To further examine treatment effects on HNSCC, we analyzed niche compositions before and after treatment. Posttreatment samples showed significant decreases in Niche 4 and Niche 6 (Niche 4: 23.9% to 2.8%; Niche 6: 13.4% to 5.2%), reflecting a robust anti-tumor effect (Supplementary Figure S5A). Conversely, Niche 3, 5, 7, and 8 increased posttreatments (Niche 3: 6.9% to 16.9%; Niche 5: 7.6% to 13.4%; Niche 7: 4.7% to 7.3%; Niche 8: 2.1% to 8.3%). Gene Set Variation Analysis (GSVA) analysis revealed upregulated mRNAs in posttreatment samples enriched in pathways related to B cell receptor signaling, complement action, and adaptive immune response, while downregulated mRNAs were linked to epidermis development and cell cycle regulation (Supplementary Figure S5B). Niche 3, primarily composed of B cells and CAFs (Supplementary Figure S1C), was located near tumor niches (Supplementary Figure S2), suggesting interactions with tumor cells. Transcriptomic analysis showed that pretreatment Niche 3 was associated with extracellular matrix (ECM) markers (e.g., COL7A1 and DSP), while posttreatment samples displayed upregulation of immune regulatory genes and B cell activation markers (e.g., IGHG3, IGLC1, SFRP2, and SFPR4; Supplementary Figure S5C). Gene Set Enrichment Analysis (GSEA) confirmed enrichment of immune response and B cell-mediated immunity gene sets in posttreatment Niche 3 (Supplementary Figure S5D). CellChat analysis revealed increased communication strength between Niche 3 and tumor niches (Niche 1, 4, and 6) after treatment (Supplementary Figure S5E-F). Ligand-receptor pairs (C3-ITGAX + ITGB2, CCL5-ACKR1, and SEMA3C-PLXND1) were significantly upregulated posttreatment, suggesting their role in anti-tumor immunity (Supplementary Figure S5G). Flow pattern showed dominant SEMA3, CCL, ANGPTL, and COMPLEMENT signaling pathways posttreatment, whereas VEGFA, VISFATIN, NRG, and ncWNT were predominant pretreatment (Supplementary Figure S5H).
To delineate key molecular characteristics of non-pCR samples, we manually selected spots from residual tumors (Supplementary Figure S6A) and identified an insensitive signature score via Differential Expression Gene (DEG) analysis between residual tumor cells and other niches (Supplementary Figure S6B-C). GSEA revealed upregulated genes enriched in pathways, such as oxidative phosphorylation, MYC targets, DNA repair, and interferon alpha response (Supplementary Figure S6D-E). Using high-dimensional Weighted Gene Co-expression Network Analysis (hdWGCNA), we identified seven gene modules, with Module RN4 showing the highest positive correlation to the insensitive score (Supplementary Figure S6F-H). Python-based Single-Cell Regulatory Network Inference and Clustering (PySCENIC) analysis revealed differentially activated transcription factors (TFs), including HES1, FOXQ1, and FOXA1, in the insensitive niche (Supplementary Figure S6I).

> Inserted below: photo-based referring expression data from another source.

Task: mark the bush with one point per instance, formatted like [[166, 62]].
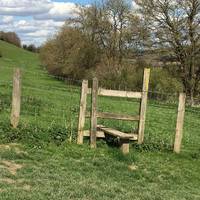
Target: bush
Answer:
[[10, 37], [69, 54]]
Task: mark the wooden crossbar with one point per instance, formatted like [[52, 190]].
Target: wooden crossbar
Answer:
[[101, 134], [100, 131], [106, 115], [117, 93], [117, 133]]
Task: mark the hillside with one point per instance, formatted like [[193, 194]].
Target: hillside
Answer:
[[39, 162]]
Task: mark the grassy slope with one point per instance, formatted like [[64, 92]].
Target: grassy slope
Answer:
[[73, 172]]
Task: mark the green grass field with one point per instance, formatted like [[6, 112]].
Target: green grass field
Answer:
[[38, 161]]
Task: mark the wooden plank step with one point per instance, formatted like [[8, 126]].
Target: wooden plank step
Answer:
[[117, 133], [100, 134]]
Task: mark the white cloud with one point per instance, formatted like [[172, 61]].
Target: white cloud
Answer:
[[24, 7], [39, 19], [7, 19], [60, 11]]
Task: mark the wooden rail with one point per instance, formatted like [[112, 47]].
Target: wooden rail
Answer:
[[106, 115], [117, 93]]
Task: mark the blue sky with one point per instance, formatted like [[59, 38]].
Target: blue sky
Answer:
[[36, 20]]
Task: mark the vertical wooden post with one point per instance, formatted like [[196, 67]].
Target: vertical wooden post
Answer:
[[93, 132], [16, 98], [179, 123], [82, 111], [124, 143], [143, 106]]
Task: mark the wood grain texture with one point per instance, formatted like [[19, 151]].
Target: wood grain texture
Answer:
[[117, 93], [106, 115], [117, 133], [93, 132], [180, 123], [143, 106], [16, 98], [82, 111]]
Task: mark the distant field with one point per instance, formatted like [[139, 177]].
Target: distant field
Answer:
[[50, 167]]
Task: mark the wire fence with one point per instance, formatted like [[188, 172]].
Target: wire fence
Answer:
[[52, 106]]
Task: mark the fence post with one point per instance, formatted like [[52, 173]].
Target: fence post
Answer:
[[143, 106], [16, 98], [179, 123], [94, 113], [83, 103]]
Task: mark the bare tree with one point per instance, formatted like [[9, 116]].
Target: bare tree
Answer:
[[175, 24]]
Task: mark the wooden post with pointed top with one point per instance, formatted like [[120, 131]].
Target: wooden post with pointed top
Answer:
[[143, 106], [179, 123], [82, 112], [16, 98], [93, 131]]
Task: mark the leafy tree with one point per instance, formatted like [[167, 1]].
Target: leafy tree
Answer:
[[175, 25], [10, 37]]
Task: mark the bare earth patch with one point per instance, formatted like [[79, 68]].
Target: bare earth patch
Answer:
[[11, 166]]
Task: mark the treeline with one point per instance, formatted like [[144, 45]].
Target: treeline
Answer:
[[31, 47], [114, 41], [10, 37]]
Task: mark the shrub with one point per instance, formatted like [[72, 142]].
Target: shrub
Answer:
[[69, 54]]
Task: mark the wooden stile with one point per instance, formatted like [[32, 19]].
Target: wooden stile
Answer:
[[117, 93], [179, 123], [82, 112], [93, 132], [99, 131], [106, 115], [16, 98], [124, 143], [143, 106]]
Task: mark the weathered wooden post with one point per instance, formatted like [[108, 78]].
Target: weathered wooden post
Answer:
[[124, 146], [82, 112], [93, 132], [179, 123], [143, 106], [16, 98]]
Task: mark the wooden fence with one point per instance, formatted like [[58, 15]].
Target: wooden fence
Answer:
[[99, 131]]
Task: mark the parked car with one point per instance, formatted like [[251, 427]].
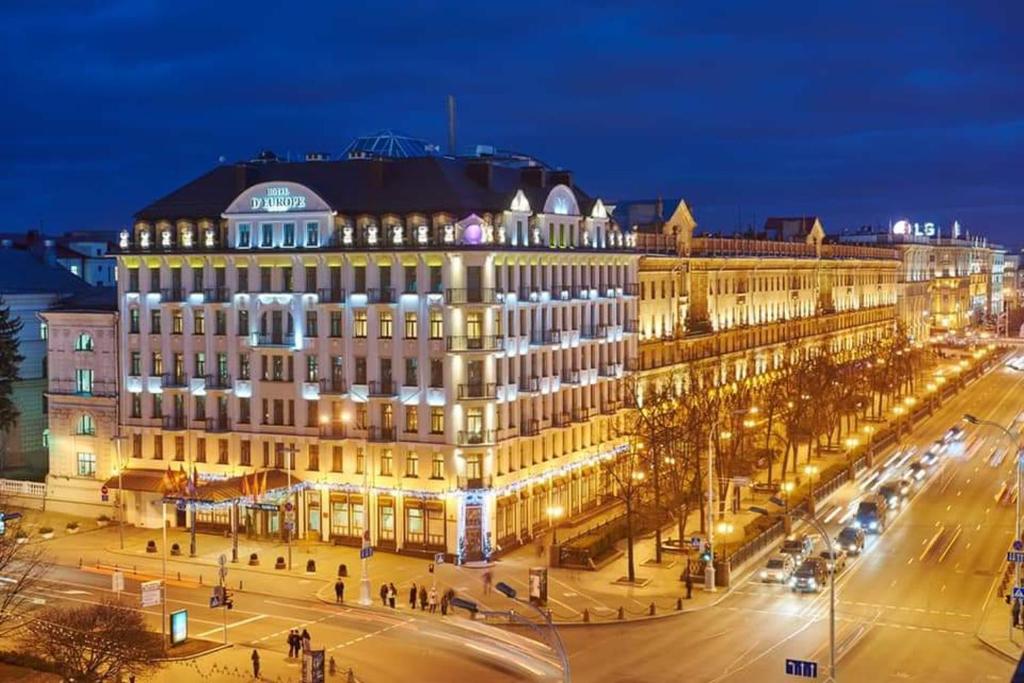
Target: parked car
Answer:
[[851, 540], [810, 577], [778, 569], [799, 547], [836, 560]]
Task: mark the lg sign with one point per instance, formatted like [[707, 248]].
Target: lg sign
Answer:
[[920, 229]]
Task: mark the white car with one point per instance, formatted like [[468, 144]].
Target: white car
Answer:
[[778, 569]]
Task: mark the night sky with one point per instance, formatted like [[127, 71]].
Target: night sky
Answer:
[[856, 112]]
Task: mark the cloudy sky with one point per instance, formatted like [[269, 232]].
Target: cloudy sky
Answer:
[[857, 112]]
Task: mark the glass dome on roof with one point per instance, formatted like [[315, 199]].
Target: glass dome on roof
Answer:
[[390, 144]]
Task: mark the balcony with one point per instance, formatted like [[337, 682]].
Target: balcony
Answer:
[[87, 389], [467, 296], [529, 428], [217, 295], [467, 483], [331, 295], [274, 341], [174, 381], [484, 343], [477, 390], [477, 437], [218, 424], [333, 430], [382, 388], [333, 387], [380, 295], [546, 337], [174, 423], [529, 385], [218, 383], [380, 434], [174, 294]]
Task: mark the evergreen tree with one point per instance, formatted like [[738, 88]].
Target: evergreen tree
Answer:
[[10, 359]]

Notably, FOXQ1 was consistently identified across datasets and was significantly enriched in naïve non-pCR samples compared to naïve pCR samples, suggesting its key role in tumor cell insensitivity (Supplementary Figure S7A-B). To explore interactions between insensitive niches and the Tumor Microenvironment (TME), Squidpy analysis revealed a positive spatial association with Niche 10, predominantly composed of immune cells like Tumor-associated Macrophages (TAMs) and T cells (Supplementary Figure S7C). Immune suppressors such as CCL18 showed elevated expression in non-pCR patients, indicating complex TME interactions (Supplementary Figure S7D-E). Higher CCL18 expression was detected in Niche 10, with increased CCL18-PITPNM3 signaling between Niches 10 and 1, 4, 6 in non-pCR patients (Supplementary Figure S7F-G). Further investigation revealed FOXQ1 and CCL18 expression significantly enriched in non-pCR patients, particularly post-neoadjuvant therapy (Supplementary Figure S8A-B). CD206+/CCL18+ TAMs were predominantly located near FOXQ1+ tumor cells, suggesting localized immunosuppressive interactions (Supplementary Figure S8A).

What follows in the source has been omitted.